Phoebe is a detective, one who is especially good at her job because of her ability to read emotions from things people have touched. But even she was surprised by a prophetic vision from a small child – one that predicted her surviving a car crash
She survived the crash, but afterwards she’s left with blackouts and an odd voice. While the doctors offer one explanation, she knows there’s more to this world and seeks out the child – and her father, the paranormal detective Jack with his own gifts. And his own job – to seek out the truth behind a murder she once investigated – and which seems to be racking up more victims
But as she seeks the killer, she also learns far more about the supernatural in the world – and in her own family history.
We have a very involved and different world here with a lot of mysteries. Different realms, angels, demons, humans with uncanny abilities – and hints of far more out there. There’s a lot to grasp here, especially since the demons and angels definitely come in different flavours as well – and it’s all shrouded in mystery; mystery that’s made all the more mysterious by being not entirely like anything I’ve read before.
I think this book actually manages a decent job with the mystery element in that it resists the urge to be too info-dumpy. Phoebe is somewhat new to the world and rather doubting – but not entirely because her own psychic gifts at least crack the door to the supernatural being possible. She hits the perfect spot between being hardcore cynical and just eating up everything everyone tells her without blinking no matter how outlandish it happens to be. She contrasts well with her partner, Charlie, who can deal with Phoebe’s abilities but draws the line of allowing this much woo-woo into his police work and Jack who is right in the middle of all the supernatural. If I have any criticism of the world building it’s that I would have actually appreciated a little more information or clarification on some points – perhaps a little more in depth curiosity from Phoebe (part of that is a style choice – she does get the big book of info but it’s hard to read and we don’t get what she’s actually read beyond the fact it’s not helpful to her).

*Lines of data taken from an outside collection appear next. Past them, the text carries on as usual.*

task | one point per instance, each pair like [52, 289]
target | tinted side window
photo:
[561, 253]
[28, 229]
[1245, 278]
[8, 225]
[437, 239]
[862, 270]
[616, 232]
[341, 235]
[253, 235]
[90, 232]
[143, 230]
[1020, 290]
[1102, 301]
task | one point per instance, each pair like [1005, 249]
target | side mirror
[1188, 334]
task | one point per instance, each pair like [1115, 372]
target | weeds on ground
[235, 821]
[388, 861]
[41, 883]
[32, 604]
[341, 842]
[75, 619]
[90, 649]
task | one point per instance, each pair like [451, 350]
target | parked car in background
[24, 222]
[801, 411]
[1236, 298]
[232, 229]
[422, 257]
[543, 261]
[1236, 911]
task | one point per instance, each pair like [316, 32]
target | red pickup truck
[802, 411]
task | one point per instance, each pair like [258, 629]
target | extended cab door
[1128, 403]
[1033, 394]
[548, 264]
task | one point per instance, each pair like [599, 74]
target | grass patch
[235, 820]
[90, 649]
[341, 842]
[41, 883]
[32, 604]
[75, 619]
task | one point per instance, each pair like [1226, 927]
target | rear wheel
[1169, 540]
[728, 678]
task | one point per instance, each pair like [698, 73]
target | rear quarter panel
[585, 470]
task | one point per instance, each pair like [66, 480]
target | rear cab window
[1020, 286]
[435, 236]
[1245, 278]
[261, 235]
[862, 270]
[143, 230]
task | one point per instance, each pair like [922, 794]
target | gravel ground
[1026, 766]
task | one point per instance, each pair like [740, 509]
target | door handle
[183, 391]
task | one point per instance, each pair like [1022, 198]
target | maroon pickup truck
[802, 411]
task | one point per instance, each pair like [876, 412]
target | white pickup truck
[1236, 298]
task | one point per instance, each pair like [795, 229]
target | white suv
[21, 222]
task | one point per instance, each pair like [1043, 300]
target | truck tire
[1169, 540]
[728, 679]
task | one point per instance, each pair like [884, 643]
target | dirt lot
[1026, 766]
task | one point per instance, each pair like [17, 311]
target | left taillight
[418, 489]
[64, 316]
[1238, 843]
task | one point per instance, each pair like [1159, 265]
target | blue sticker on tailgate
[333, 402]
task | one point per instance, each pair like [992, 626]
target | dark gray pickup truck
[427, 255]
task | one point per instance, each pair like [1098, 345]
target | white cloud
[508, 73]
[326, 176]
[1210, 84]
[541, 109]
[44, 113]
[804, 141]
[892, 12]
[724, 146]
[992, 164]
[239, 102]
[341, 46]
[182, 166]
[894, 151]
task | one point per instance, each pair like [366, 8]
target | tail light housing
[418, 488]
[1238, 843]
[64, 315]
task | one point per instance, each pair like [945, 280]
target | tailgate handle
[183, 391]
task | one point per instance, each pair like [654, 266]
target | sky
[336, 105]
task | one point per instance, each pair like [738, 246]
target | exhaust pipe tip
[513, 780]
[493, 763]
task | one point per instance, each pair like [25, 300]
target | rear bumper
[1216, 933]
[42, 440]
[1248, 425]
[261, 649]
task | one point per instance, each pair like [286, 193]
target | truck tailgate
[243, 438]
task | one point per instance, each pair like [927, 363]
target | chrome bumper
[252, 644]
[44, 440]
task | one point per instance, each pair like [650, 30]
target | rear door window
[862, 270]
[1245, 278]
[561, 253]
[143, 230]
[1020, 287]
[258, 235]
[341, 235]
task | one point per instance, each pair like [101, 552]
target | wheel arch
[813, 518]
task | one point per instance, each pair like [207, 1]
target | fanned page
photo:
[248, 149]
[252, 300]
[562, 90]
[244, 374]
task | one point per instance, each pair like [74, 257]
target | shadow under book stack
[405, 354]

I think, even with that curiosity into what the angels are doing in the city, what they’re involved in and what their missions are, is probably handled better as being kept a mystery – something to build on in later books especially as this book revealed some interesting and deep questions about Phoebe’s past which will likely be explored at the same time. Doubly so because the actual storyline is quite complex – with 3 different murders over 3 different time periods all with 3 different murderers and 3 different families – there’s a lot of names. That’s a lot of threads. That’s a lot of leads. Throw in Phoebe’s best friend and her police partner and her family history and a voice in her head and it’s very very easy to get lost in all this. I didn’t get swamped, but it came close, especially for the first book in a series.
So, I’m torn – I want more information and I think it’s kind of dubious that Phoebe didn’t push for more, while at the same time thinking the world building we had and the storyline combined to have enough questions and complexities to chew on and more would risk me being rather lost. Similarly with the pacing, I kind of wanted the book to go faster and reveal more of the plot, do more investigating but, again, I would be hopelessly lost if it did.